Kokoro

Kokoro Summary and Analysis of "My Parents and I"

Summary

When the narrator returns home, he is surprised to find that his father's health has not worsened since he last came home. In fact, the man seems quite full of life. However, the narrator finds his own intellectual and urban disposition, the influence of his university education in Tokyo, in a conflict of understanding with his parents' simple provincialism. He feels melancholic and lonely, and yearns for the city. The news of the current Emperor Meiji's sickness and then death strangely brings about a parallel decline in the narrator's father.

His impending death makes his family call for relatives to pay their final respects, and the narrator's mother urges him to put his father's mind to rest by finding a job through Sensei. The narrator writes Sensei but does not receive a reply. July and August pass with the narrator's father declining but still hanging on to life; come September, the narrator plans to return to Tokyo to ask Sensei about the job. However, only a few days before his planned departure, his father takes another turn for the worse, so he stays home in idleness and the oppressive busyness of visitors to his father. The news of General Nogi's ritual suicide to follow Emperor Meiji comes as another monumental event which shakes the household.

Around the same time, the narrator receives a telegram from Sensei asking him to come to Tokyo, and then another saying that such would be unnecessary. The narrator's father, nearing his end, becomes delirious and then falls into a coma. At last, the narrator receives a letter from Sensei, but it is much larger than he had expected. Reading through it in an increasingly feverish mind, the narrator seizes upon the final words of the letter, in which Sensei says that he will likely be dead by the time the narrator reads his letter, and then impulsively leaves his home and boards a train for Tokyo.

Analysis

The beginning of the chapter, in which the narrator returns home after graduation with his crumpled diploma, is a particularly emotionally poignant scene. Considering his father's pride in his graduation effusive and indicative of a lack of worldly knowledge, the narrator complains that, "I began at last to dislike my father's naïve provincialism" (82). However, his mother's and father's simple explanation that perhaps his father, in his aged and ailing state, took some of the pride as consolation for himself stuns the narrator into shame. Contrary to his dealings with Sensei, the narrator tends to be more blunt and inflexible with his parents, and so such an incident causes him to become more mature by making him realize that emotional complexity exists in all human beings, not only melancholic souls like Sensei.

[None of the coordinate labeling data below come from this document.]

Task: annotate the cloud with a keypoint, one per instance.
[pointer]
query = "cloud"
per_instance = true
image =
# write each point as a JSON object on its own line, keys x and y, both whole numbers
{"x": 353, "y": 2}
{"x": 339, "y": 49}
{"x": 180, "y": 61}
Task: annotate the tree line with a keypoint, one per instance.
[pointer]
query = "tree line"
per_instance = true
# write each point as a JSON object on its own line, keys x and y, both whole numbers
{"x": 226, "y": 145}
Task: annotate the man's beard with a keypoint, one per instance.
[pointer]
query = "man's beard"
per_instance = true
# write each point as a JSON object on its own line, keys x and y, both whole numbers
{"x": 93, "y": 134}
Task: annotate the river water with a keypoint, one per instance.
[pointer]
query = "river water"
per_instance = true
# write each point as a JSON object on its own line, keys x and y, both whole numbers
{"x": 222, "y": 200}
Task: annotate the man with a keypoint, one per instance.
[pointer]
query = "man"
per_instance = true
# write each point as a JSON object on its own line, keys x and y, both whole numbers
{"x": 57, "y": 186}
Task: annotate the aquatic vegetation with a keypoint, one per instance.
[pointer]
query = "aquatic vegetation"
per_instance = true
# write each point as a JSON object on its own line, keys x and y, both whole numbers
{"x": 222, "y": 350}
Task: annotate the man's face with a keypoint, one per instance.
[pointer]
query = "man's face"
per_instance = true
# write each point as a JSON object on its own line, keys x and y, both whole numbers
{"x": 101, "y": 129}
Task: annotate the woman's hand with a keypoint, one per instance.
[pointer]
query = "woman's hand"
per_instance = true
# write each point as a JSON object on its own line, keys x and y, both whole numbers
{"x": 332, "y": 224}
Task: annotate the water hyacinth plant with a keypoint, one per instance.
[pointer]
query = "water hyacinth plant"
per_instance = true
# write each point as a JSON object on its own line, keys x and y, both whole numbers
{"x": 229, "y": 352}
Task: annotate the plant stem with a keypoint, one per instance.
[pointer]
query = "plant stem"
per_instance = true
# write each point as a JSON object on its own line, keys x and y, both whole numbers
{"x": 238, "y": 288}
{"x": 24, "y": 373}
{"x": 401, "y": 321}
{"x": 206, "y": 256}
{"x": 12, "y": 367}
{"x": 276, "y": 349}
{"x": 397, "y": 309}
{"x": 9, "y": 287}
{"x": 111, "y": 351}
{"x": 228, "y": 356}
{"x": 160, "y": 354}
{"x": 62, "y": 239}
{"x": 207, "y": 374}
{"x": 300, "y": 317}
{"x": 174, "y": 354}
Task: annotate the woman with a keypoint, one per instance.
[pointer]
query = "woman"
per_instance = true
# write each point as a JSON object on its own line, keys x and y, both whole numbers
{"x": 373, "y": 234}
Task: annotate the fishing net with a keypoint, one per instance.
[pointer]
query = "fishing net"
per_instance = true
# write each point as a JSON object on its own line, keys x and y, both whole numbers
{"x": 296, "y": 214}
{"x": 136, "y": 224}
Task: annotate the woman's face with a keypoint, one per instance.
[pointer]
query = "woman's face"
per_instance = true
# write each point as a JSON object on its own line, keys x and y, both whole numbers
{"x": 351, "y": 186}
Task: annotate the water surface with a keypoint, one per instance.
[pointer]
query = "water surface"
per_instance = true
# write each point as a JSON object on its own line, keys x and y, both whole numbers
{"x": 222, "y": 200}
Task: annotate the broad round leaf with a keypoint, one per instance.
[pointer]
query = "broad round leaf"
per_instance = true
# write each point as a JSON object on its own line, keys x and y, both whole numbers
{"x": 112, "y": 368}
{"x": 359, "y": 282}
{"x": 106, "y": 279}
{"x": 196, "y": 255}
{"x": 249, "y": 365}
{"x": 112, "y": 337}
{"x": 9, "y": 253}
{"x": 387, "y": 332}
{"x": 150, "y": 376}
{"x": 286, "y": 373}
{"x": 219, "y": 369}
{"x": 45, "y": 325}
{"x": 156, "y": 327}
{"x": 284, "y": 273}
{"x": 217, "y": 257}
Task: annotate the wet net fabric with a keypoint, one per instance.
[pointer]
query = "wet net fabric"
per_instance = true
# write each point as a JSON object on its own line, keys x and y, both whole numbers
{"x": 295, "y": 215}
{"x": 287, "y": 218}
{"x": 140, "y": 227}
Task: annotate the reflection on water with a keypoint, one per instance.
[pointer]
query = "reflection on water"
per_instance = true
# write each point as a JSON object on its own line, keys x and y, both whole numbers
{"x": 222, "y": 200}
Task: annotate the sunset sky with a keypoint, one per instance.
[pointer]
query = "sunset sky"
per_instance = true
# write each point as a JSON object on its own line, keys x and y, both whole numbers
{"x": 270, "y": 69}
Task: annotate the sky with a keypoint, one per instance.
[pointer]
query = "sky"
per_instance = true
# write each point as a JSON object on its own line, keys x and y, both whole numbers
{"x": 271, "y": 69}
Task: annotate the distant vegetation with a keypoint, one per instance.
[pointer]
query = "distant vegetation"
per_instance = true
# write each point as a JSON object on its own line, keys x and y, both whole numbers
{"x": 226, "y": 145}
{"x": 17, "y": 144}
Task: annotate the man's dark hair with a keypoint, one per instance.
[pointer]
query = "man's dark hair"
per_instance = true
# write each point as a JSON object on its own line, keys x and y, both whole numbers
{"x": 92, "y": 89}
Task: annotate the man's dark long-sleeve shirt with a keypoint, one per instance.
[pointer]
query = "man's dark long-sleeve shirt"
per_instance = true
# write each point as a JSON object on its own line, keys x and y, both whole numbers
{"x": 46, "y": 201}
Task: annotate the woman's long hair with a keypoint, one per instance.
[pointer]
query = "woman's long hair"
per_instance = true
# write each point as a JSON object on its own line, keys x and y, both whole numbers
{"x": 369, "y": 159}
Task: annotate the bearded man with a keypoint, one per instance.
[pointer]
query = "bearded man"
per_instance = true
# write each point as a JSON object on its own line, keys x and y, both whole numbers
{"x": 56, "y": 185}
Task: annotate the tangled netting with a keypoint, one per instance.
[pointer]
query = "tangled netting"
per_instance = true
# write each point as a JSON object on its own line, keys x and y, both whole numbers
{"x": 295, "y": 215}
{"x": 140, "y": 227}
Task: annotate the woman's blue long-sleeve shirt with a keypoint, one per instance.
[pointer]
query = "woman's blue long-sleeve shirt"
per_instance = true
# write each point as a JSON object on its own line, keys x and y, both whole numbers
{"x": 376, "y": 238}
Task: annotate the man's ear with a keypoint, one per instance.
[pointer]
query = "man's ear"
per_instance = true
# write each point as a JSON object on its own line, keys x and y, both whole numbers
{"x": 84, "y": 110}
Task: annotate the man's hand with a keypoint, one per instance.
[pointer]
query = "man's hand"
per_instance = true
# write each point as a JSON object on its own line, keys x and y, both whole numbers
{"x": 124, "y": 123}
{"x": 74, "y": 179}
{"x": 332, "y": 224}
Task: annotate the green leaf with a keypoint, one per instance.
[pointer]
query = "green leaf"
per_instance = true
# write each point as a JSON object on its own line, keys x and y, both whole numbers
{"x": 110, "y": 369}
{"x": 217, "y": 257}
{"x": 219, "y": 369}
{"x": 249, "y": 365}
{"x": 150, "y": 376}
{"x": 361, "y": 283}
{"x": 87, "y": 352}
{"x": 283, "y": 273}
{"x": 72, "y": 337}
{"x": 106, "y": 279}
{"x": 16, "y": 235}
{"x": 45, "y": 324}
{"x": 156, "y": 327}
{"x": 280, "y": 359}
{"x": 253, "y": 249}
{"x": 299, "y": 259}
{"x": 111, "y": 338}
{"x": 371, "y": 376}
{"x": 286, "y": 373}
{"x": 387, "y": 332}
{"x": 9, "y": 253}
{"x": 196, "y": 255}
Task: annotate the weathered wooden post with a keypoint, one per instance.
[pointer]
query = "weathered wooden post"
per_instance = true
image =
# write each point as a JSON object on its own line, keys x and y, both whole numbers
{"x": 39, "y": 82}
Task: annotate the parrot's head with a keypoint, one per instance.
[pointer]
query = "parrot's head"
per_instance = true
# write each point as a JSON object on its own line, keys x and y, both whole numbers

In fact, other than the similarity they share as father figures for the narrator, the narrator's father and Sensei are similar in their relationships with their wives and their slow, fatal sicknesses. Similar to Sensei's troubling discussion with his wife at the end of the previous chapter about what she would do after he had died, the narrator's father asks his wife, "What will you do when I'm dead? Do you intend to live all lone in this house?" (85) One important element to recognize is the house, which for a traditional Japanese family living in the countryside held a very privileged position in the memory of the family's ancestry and thus its continued identity. Naturally, this residence finds itself in conflict with the modern allure of Tokyo; the narrator, although rather heavily preferring Tokyo, is at least faced with this conflict in the face of his father's death. Also, the problem of widowhood also holds great importance for the traditional Japanese. After all, it is one of the main reasons why Sensei does not kill himself earlier, and Okusan herself is a widow.

While secluded and isolated in his home, where he feels he is not understood by his family and must moreover deal with his father's impending death, the narrator yearns for Sensei in Tokyo: "There was but one light shining, and that came from Sensei's house. I could not know then that this light too would be swallowed up by the silent whirlpool, and that I would be left in a world of total darkness" (92). This demonstrates his pessimistic or at least doubtful view of both his own and his country's future, the culmination of the story's anxiety towards Sensei before Sensei's suicide is revealed at the end of the chapter.

Much of this pessimism comes from the major events of the time: the death of Emperor Meiji, who had rapidly modernized Japan, and the ritual suicide of General Nogi to follow the emperor into death. The narrator's father intuitively feels a connection between himself and these deaths, saying that, "It does look as if His Majesty's illness is not unlike mine," and then once the emperor has died, "Oh, His Majesty is gone at last. I too…" (90-91). As we learn in the next chapter, Sensei's approach to death will follow a very similar trajectory tracking the emperor and Nogi. Although the narrator's father has been had kidney disease and Sensei his suicidal melancholy for the entire story, it is not until death of the leaders of their time that they take sudden and dramatic turns to death.